We piled off the bus, and with the help of Terry’s skills in speaking Russian, eventually made our way to the hostel we had booked for the day. Yes, day, because the Trans-Siberian train we were to catch, left Irkutsk at 2am that night! So it would be another night without much sleep!
Wayfarers variously slept, ate, talked or travelled their way through the afternoon. A number braved the hour and a half bus ride to lake Baikal, unfortunately I wasn’t one of them! I slept. Or attempted to anyway.
At 11pm we loaded ourselves and our possessions into two minivans and made our way to the train station. We hung around, got our tickets, sang happy birthday to Kia when it turned midnight, hung around some more, moved into the station where it was warmer, hung around some more, moved to the platform, and finally began to make our way onto the train, showing our ticket and passport to the serious looking carriage attendant. It was at this point that things began to get stressful. Dave couldn’t find his ticket anywhere, not in bags, not in pockets… So, as quickly as possible he-with Terry and Theodore to help-went back to get himself another one.
The rest of us piled onto the train, carrying massive backpacks, cellos, props bags etc up the narrow isle, trying to move quietly so as not to wake up the sleeping passengers (it was 2am after all). As the minutes ticked by and the others didn’t come back, the adrenaline levels began to increase. At our departure time, 2.30am on the dot, the train began to move, sliding gently out of the station, without our three lost Wayfarers. Although I couldn’t see it, apparently they were running across the tracks, tickets in hand, but the train wouldn’t stop. 18 of us on the train with our luggage, plus Terry and Theo’s, and Dave’s bags lying forlornly on the platform… You can imagine the feelings the rest of us inside the train: shock and disbelief that this could happen; anxiety accompanying the fact that we had lost our only Russian speaker; and consequently apprehension at not knowing what would happen next.
But life must go on. We settled in and eventually went to sleep. The train kept moving. By morning we had made contact with the three lost and by afternoon we knew that they were catching the next train and following us to Moscow, same route, twelve hours later. With nothing else we could do, we continued on our way, and proceeded to enjoy our journey.
We celebrated two birthdays on the train: Kia’s and Evan’s, which certainly provided some entertainment. We spent a lot of time walking between the dining carriage and our own. It had tables, more sitting room and the blessing of air conditioning! After the humidity of China the train wasn’t unbearable, but the heat was still less than ideal. Our beds were also spread throughout the carriage with others interspersed between us, so if we wanted to congregate we needed a different space.

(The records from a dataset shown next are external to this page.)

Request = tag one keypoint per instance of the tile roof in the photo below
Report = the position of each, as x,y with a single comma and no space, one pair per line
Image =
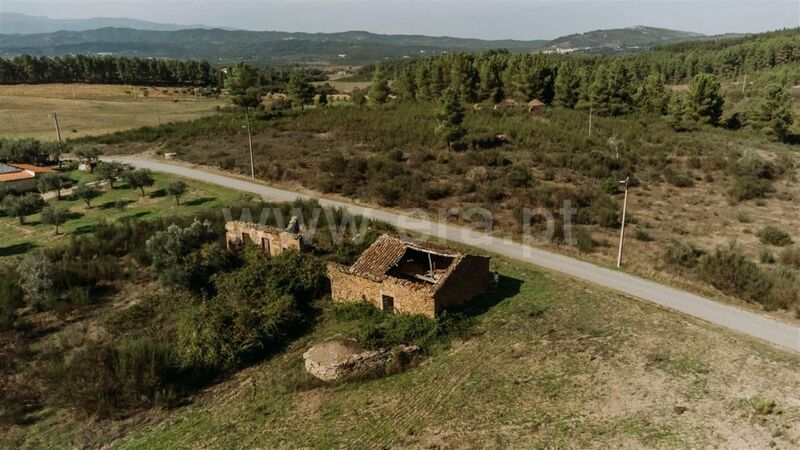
15,176
5,168
387,251
34,169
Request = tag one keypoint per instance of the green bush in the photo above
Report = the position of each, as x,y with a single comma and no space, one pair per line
584,241
774,236
375,329
790,257
679,178
730,271
748,188
11,298
220,335
113,380
682,255
519,177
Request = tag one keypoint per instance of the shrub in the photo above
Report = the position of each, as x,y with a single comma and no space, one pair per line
790,257
11,297
519,177
730,271
222,333
678,178
584,241
681,254
642,235
774,236
375,329
174,254
610,186
111,381
748,188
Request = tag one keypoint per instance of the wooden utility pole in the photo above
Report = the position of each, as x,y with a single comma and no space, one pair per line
58,130
250,142
58,137
622,227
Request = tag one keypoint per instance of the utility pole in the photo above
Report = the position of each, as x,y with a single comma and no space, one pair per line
622,227
250,142
58,137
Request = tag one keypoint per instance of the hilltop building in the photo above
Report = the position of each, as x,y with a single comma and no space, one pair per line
410,277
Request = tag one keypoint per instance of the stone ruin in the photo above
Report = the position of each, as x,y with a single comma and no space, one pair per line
273,241
342,358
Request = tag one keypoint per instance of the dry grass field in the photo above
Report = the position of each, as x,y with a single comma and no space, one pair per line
83,109
551,363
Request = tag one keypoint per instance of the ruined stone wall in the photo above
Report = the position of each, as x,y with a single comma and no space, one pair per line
468,280
409,298
272,240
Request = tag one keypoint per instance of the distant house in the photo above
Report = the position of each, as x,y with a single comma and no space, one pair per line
21,177
536,106
273,241
506,103
410,277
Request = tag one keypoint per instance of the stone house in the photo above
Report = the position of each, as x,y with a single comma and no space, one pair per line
272,240
21,177
536,106
410,277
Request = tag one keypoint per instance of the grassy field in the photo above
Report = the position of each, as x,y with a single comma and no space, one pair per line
550,363
26,110
21,238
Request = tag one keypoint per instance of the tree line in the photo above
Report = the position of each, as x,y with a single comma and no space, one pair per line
28,69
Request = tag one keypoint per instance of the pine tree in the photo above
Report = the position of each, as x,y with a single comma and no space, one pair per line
619,89
422,79
652,95
406,85
242,85
299,89
379,88
599,97
464,77
567,87
705,99
450,117
676,112
490,86
775,112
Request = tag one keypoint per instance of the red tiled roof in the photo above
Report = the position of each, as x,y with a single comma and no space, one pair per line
387,251
15,176
34,169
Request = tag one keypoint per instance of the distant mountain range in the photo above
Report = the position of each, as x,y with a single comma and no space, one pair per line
16,23
619,40
351,47
131,37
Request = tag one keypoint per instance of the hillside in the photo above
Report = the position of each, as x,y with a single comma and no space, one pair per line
16,23
352,47
619,40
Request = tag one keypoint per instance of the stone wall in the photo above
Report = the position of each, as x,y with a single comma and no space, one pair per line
409,297
352,362
272,240
469,279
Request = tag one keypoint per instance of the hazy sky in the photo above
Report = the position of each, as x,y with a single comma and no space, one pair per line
471,18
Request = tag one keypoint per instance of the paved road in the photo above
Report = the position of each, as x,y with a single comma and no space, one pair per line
781,334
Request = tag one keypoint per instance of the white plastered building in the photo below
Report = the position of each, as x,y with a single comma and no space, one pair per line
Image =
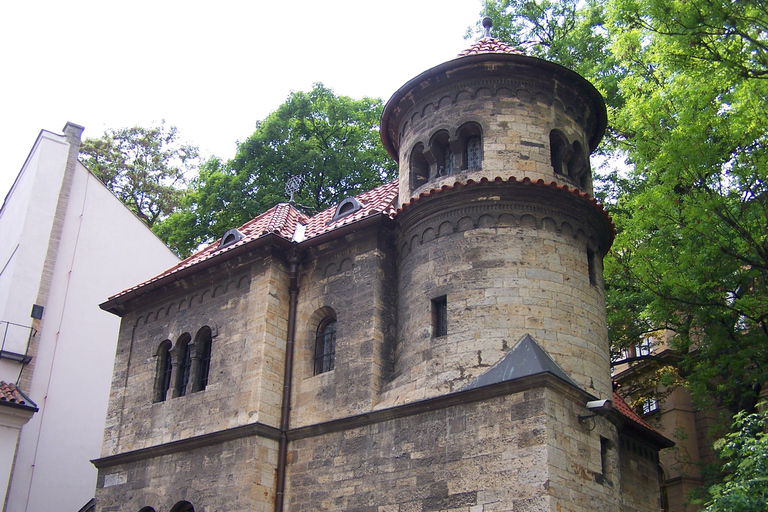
66,242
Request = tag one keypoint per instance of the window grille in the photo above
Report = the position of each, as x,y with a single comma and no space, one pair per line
205,364
325,347
165,373
474,153
650,405
449,161
186,365
439,316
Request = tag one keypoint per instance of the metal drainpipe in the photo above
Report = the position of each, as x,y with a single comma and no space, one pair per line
282,454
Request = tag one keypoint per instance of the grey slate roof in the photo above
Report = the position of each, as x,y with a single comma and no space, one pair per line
525,359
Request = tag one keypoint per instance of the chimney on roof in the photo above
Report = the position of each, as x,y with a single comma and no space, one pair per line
73,132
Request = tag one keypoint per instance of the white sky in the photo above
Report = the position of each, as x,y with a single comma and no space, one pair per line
210,68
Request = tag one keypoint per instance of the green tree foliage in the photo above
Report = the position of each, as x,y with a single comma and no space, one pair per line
745,452
330,142
685,82
145,168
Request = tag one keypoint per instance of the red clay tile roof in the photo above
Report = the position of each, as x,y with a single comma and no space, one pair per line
635,420
10,394
620,405
283,220
378,200
490,45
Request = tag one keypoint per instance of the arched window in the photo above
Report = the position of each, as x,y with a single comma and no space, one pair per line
450,161
470,137
325,346
419,167
185,364
442,154
203,342
474,153
163,371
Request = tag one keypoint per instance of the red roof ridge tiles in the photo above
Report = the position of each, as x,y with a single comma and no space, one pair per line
632,417
490,45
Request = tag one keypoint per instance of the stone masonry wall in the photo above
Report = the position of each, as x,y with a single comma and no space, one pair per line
354,279
516,116
525,451
245,305
506,269
234,476
640,476
482,456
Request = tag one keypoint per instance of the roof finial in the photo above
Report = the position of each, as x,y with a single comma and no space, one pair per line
293,184
487,24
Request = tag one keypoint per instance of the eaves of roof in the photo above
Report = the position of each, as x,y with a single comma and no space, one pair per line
11,396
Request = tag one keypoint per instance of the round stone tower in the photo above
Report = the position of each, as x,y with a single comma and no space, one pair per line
499,234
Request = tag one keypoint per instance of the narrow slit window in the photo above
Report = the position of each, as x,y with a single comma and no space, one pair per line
203,343
439,316
325,347
164,369
605,461
184,369
474,153
591,267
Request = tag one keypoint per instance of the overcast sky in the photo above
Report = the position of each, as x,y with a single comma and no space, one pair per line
210,68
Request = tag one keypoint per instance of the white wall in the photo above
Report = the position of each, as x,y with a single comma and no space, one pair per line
25,225
104,249
11,421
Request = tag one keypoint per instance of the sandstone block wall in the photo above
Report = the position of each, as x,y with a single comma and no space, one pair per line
516,114
640,470
354,279
524,451
482,456
245,306
507,268
234,476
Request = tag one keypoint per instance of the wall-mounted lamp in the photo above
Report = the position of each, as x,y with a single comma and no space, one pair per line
597,407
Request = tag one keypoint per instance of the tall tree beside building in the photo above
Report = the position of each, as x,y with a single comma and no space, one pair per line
146,168
685,83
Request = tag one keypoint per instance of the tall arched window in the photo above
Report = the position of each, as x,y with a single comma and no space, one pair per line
163,371
474,153
185,364
442,154
325,346
203,342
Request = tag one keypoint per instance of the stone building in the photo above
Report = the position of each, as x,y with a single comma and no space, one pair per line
429,345
67,242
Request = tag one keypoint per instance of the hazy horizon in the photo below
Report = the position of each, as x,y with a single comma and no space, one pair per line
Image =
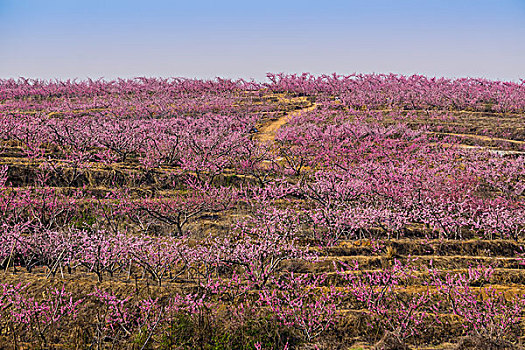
233,39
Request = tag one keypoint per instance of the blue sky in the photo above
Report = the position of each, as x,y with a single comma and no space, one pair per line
204,39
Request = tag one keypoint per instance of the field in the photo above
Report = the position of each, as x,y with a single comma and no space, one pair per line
330,212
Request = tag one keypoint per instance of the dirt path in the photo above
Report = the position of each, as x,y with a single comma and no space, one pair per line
267,132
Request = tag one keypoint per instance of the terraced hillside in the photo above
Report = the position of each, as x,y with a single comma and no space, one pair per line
326,212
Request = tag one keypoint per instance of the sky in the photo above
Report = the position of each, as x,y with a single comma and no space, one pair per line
62,39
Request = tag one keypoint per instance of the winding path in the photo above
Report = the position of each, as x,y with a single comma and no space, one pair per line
268,131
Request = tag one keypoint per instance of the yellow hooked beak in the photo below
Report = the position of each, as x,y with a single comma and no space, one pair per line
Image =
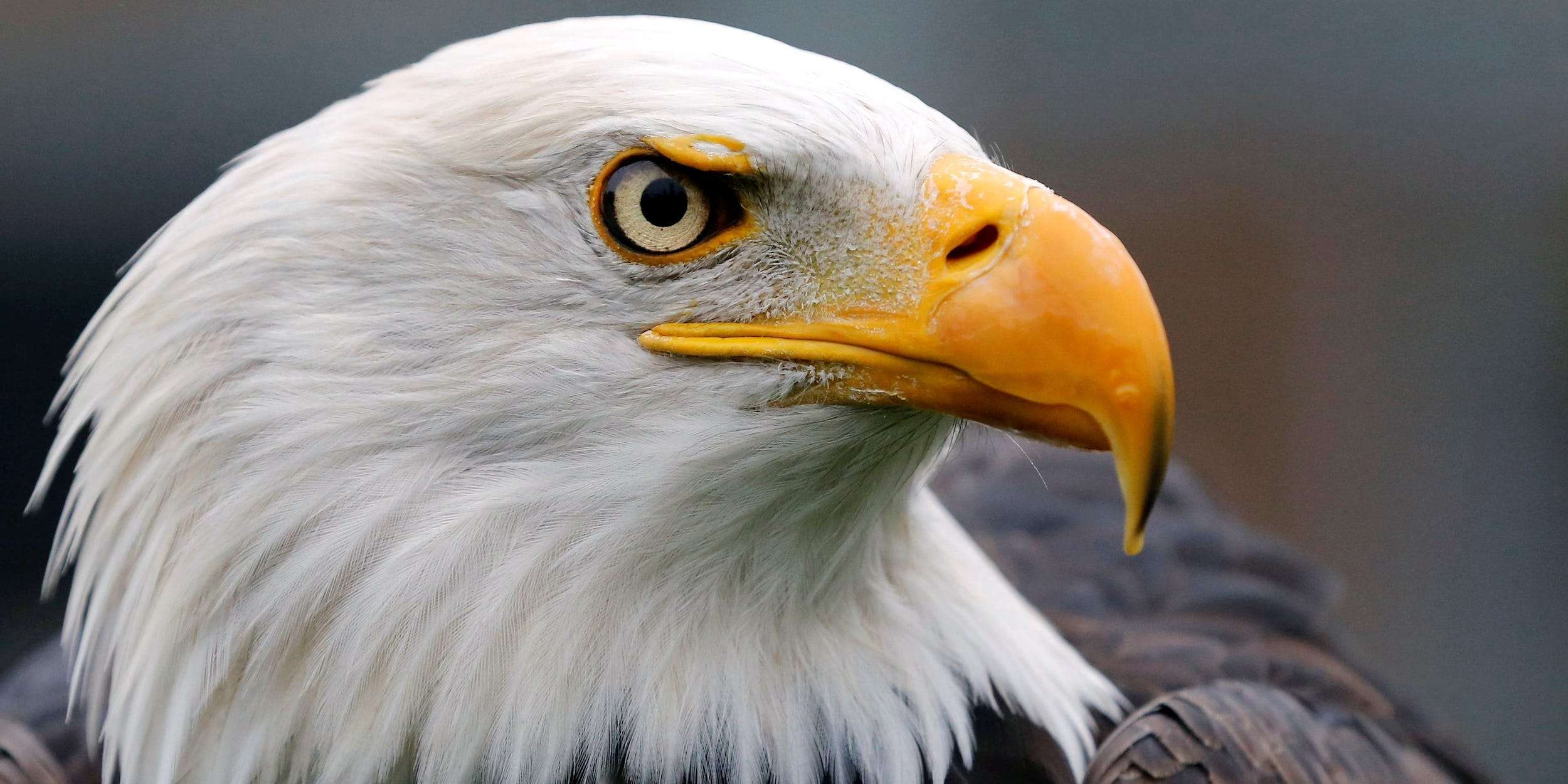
1032,317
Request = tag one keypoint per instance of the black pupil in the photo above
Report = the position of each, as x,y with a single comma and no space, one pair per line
664,201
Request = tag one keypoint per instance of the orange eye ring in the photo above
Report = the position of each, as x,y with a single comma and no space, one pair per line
728,220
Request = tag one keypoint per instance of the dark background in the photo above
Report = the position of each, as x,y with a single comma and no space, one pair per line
1353,217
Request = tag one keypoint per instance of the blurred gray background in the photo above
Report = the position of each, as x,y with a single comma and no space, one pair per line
1353,217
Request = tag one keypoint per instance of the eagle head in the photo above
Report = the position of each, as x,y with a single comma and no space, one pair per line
560,406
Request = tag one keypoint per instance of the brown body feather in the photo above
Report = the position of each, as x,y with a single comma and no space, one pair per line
1219,635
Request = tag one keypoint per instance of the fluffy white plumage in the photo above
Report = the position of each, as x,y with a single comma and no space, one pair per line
381,488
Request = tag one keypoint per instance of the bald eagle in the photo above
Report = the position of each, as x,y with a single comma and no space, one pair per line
565,408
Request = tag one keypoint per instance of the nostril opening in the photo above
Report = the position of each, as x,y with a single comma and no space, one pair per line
977,242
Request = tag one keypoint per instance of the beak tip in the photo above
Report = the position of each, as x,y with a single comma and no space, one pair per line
1133,543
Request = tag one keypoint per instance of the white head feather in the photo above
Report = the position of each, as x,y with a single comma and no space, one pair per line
381,487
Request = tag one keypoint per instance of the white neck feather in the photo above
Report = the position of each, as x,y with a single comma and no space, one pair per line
667,598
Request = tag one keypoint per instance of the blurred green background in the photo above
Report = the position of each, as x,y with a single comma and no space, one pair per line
1353,217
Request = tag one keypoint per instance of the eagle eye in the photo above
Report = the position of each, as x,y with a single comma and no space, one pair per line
656,211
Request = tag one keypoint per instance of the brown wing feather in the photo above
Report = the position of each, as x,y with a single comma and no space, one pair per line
1219,634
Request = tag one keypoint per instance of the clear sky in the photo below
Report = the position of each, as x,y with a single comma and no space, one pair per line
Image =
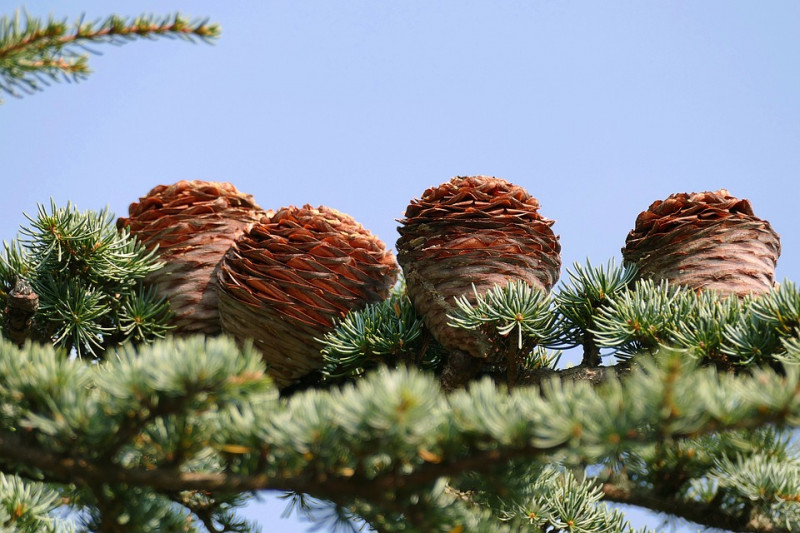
597,108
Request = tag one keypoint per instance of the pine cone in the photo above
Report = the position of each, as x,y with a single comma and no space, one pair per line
707,240
286,280
193,223
472,231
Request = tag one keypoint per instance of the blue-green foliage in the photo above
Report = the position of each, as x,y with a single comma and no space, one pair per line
89,279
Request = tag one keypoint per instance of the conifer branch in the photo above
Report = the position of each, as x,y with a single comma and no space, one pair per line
33,53
705,515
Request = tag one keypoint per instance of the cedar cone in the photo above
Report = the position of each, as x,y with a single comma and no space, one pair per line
707,240
472,231
288,278
193,223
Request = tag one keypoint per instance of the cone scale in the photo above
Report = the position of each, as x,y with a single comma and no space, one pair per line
286,280
466,236
706,241
193,223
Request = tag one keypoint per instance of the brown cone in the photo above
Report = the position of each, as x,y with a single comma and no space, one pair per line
193,223
473,231
285,281
707,240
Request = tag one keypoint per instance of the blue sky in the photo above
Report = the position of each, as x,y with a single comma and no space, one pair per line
597,108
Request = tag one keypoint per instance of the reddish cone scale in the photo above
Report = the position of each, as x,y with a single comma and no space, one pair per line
193,223
706,240
470,232
286,280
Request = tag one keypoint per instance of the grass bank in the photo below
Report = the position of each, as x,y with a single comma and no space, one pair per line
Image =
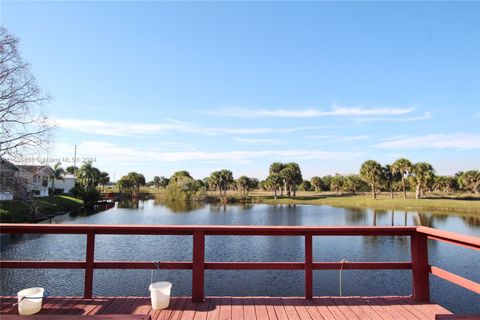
362,201
435,202
457,203
38,209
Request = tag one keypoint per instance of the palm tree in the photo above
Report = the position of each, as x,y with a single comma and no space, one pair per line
57,173
156,182
103,179
292,177
371,172
244,184
225,180
276,168
423,176
317,183
404,168
470,180
274,182
88,175
214,181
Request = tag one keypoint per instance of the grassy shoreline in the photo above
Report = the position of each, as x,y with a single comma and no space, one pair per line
20,211
458,203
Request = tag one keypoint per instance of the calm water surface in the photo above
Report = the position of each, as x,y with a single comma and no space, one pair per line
456,259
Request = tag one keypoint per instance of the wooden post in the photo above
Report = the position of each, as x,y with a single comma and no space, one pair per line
198,266
420,268
89,258
308,266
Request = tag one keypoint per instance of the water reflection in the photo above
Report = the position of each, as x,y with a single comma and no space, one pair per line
472,221
180,206
128,203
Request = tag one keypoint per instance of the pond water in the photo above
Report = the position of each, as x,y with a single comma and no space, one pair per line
462,261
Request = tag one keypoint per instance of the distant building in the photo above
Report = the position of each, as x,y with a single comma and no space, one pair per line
65,184
12,185
37,178
28,181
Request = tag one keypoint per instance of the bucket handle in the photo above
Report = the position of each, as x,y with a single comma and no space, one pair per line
45,295
157,265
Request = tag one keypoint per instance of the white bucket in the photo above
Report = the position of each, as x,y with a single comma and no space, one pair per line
30,301
160,294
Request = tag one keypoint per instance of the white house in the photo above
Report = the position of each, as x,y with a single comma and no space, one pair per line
66,183
37,179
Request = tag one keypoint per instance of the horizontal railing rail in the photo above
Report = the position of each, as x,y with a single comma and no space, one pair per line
419,251
469,242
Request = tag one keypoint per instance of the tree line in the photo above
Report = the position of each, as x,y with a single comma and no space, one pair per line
285,179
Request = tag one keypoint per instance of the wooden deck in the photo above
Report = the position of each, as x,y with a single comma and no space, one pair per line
241,308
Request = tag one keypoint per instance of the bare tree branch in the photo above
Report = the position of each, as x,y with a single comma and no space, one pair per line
22,120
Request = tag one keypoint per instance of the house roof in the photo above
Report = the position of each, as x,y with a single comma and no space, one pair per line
7,165
36,169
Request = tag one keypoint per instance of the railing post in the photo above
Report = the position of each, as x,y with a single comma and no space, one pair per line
198,266
89,259
420,272
308,266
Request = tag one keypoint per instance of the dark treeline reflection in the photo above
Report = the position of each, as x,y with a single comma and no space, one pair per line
241,248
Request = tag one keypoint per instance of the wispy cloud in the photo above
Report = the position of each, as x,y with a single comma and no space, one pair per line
117,128
339,138
310,112
258,141
434,141
425,116
104,151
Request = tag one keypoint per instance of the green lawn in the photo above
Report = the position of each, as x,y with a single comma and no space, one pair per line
459,203
361,201
19,211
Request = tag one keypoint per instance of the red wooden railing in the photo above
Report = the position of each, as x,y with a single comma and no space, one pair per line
419,252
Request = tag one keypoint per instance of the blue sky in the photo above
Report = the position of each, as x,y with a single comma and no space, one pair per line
158,87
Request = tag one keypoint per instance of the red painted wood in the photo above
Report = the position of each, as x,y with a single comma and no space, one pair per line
308,266
420,267
31,264
418,235
361,265
89,258
198,267
458,280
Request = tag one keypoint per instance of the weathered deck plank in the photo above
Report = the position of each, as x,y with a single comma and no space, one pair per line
242,308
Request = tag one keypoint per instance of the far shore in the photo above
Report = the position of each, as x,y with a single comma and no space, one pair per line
456,203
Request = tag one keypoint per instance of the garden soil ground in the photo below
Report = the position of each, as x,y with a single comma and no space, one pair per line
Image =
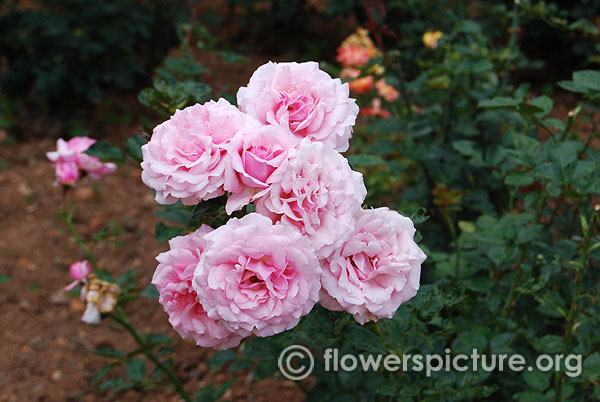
44,347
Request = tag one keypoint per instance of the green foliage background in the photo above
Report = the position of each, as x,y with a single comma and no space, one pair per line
504,195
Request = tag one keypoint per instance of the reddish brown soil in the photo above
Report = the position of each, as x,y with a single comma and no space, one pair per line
45,348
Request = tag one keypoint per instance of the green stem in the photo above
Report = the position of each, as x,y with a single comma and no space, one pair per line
67,217
511,45
569,124
454,235
570,320
121,319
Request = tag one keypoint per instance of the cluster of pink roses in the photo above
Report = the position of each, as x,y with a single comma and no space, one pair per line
70,160
309,239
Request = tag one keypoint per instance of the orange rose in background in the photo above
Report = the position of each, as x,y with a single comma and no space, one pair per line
361,85
375,110
357,49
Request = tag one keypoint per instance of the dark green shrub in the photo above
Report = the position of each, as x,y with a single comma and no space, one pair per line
71,53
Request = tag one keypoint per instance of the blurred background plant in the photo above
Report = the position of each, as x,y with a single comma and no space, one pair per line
487,139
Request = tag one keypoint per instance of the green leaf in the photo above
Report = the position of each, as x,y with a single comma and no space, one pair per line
150,292
135,370
528,108
230,57
164,233
468,27
544,103
554,123
105,152
549,344
531,396
117,383
174,213
572,86
216,361
418,216
536,379
591,366
365,160
499,102
566,152
587,79
133,147
501,343
466,148
519,179
363,339
158,339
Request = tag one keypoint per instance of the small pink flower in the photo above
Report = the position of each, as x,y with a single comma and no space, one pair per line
70,158
67,173
100,297
254,157
317,193
173,280
376,270
361,85
303,99
388,92
186,158
256,277
79,270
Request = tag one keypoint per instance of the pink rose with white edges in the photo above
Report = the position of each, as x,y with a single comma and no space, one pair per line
303,99
70,158
317,193
376,270
256,277
254,157
186,158
173,280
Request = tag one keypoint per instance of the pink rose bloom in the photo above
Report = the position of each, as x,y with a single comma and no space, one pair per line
67,173
354,55
256,277
173,280
388,92
254,157
186,158
80,270
303,99
376,270
70,158
317,193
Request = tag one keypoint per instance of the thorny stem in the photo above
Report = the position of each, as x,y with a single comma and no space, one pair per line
571,325
67,217
121,319
511,45
454,235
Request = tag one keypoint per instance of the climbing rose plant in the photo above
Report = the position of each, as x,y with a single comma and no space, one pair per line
309,239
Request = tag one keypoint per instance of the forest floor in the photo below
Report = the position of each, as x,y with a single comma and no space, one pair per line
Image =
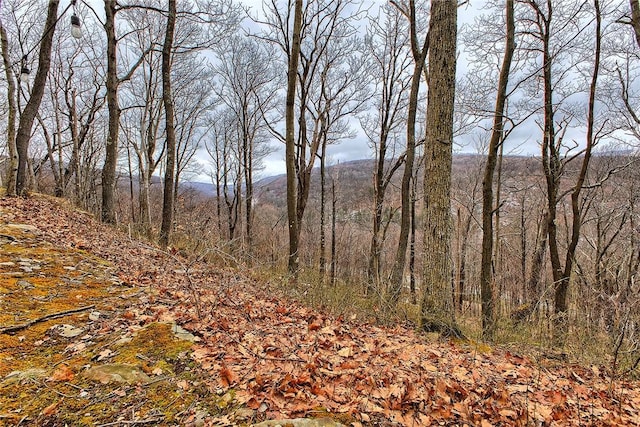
99,329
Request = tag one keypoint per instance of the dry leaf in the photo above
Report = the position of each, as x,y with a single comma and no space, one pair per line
62,373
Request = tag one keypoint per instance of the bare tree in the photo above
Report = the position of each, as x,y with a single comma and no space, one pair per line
12,113
170,130
247,89
30,111
488,210
436,307
388,46
419,58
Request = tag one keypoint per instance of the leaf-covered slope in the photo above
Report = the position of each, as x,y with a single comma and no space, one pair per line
264,356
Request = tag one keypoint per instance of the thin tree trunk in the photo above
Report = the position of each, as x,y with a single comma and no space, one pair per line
323,191
290,157
397,273
111,153
30,111
167,99
334,259
412,245
11,115
486,273
562,286
635,18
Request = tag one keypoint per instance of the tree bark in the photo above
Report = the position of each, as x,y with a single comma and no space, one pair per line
420,55
290,155
635,18
562,285
11,115
170,130
486,276
30,111
437,305
111,153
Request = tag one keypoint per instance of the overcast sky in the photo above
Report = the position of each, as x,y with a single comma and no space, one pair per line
357,148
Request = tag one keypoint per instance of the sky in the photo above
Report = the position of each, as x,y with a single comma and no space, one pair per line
524,140
358,147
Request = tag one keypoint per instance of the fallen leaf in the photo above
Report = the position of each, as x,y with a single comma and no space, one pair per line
51,409
62,373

It was an interesting feeling, to be constantly moving, but at the same time to be staying still. To be doing nothing at all, but to also be steadily moving towards your goal. This, along with the introduction of twenty hours of daylight with beautiful long sunsets (and probably sunrises too, but I was asleep for those!), of crossing four time zones over three days, and the constant movement of the train, led to a strange dreamlike feeling where nothing felt quite real or solid.
There was a level of uncertainty that we carried with us; of when the stops would be and for how long; of whether someone else might get left behind (we thought we had lost Judy at one point); of not being able to talk to people to ask questions; of being very sleep deprived from being up all night twice in a row, followed by the broken sleep that came on the train, where falling asleep meant not caring about the fact that there were strangers walking past 15 cm from your face, and of being on a bunk that was half a metre wide and shorter than I was.
But overall it was such an incredible experience. Watching the countryside change-and not. Watching the people around me as different ones came and went, some staying for only a few hours and others remaining for as long as us. Talking to different people, the thoughtfulness of some who were so helpful to us, particularly on that first night. The delicious food at some of the stations we stopped at along the way, sold by the locals from their small bags or boxes that were packed up and taken away the moment the train left. Listening to Russian being spoken, even if I couldn’t understand it. Having fabulous conversations with other Wayfarers. Overall, an absolutely fabulous thing to do!